User authentication has been implemented but you'll notice if you navigate to any route in the app you are free to do so whether you're logged in or not. Let's fix this.
@angular/fire
gives us a feature that is prepared to handle protected routes: the authentication guard.
We'll add that guard to our routing module to protect our tasks page, and redirect unauthenticated users to the login page.
Instructor: [0:00] Now, we have the ability to log in users into an application, but what happens if I clear browser data and after that I try to go to the tasks page, I'm still going to be able to go there because we have no way of protecting this route right now.
[0:20] We can and should protect our application's routes depending on our business logic. Right now, we are going to say that our task module, this is the tasks page and the detail page for a specific task, needs to be protected by authentication.
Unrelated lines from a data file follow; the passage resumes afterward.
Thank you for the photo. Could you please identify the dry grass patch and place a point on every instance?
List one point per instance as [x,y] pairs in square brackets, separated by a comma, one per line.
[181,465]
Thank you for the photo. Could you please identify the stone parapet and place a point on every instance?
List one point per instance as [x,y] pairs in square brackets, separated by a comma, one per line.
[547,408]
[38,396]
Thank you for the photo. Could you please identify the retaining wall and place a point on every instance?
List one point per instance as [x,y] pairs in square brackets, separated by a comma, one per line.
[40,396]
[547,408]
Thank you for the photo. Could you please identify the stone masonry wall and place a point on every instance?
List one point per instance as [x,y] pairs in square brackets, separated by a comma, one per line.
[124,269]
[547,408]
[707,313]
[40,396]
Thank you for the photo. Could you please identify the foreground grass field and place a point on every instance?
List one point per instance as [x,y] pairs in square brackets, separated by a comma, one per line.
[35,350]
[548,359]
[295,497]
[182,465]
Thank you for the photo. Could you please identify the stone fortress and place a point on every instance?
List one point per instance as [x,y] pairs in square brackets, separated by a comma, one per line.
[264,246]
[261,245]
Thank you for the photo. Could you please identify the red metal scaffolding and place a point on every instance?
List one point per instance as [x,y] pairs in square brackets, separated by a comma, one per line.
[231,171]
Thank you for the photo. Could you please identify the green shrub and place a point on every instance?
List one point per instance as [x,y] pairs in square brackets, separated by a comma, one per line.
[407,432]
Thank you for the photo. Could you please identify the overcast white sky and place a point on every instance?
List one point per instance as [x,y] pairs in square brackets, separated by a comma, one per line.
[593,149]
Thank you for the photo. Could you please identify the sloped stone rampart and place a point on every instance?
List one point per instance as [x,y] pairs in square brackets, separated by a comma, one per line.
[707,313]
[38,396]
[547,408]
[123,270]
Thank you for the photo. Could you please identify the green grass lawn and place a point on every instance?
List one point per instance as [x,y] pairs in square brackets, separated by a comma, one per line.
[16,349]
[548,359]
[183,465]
[0:37] It's going to be a simple protection, so we are not going to check roles or anything like that, but we are going to check that only authenticated users can navigate to the tasks page. For that, we can add an authentication route to a routes file.
[0:55] Usually with Angular, you can create these authentication guards, but AngularFire has already one that works by default and it's called AuthGuard. We can import that one from angular/fire/auth-guard.
[1:10] If I reload the page and save here, when the user tries to navigate to the home page, I'm going to get a white screen because Angular tried to load this route, but since we do not meet the criteria here because there is no authenticated user, it can't load the route.
[1:28] As a good practice, we can add a redirect URL so that when a user that's not authenticated tries to go to this route, the application instead redirects them to the login page. For that, AngularFire has a helper function called redirectUnauthorizedTo.
[1:47] We can import it here also from AngularFire AuthGuard and here, we are going to create a function called redirectUnauthorizedLoginTo. Here, redirectUnauthorizedTo takes an array of routes. We are going to pass the auth/login route.
[2:11] When I save and reload the application, you see that nothing happens again and it's because we have to let this route know that it needs to use that redirectUnauthorized function.
[2:22] For that, we can pass data and we can say that the AuthGuard pipe is our redirectUnauthorizedToLogin function. This AuthGuard pipe is a variable that AngularFire reads from here from data like that's all work that AuthGuard is doing for us.
[2:48] When I go here now and I reload the application, you see that it brings me to login. If I go to the URL, let's delete that and directly type tasks, you see that it takes us back to login.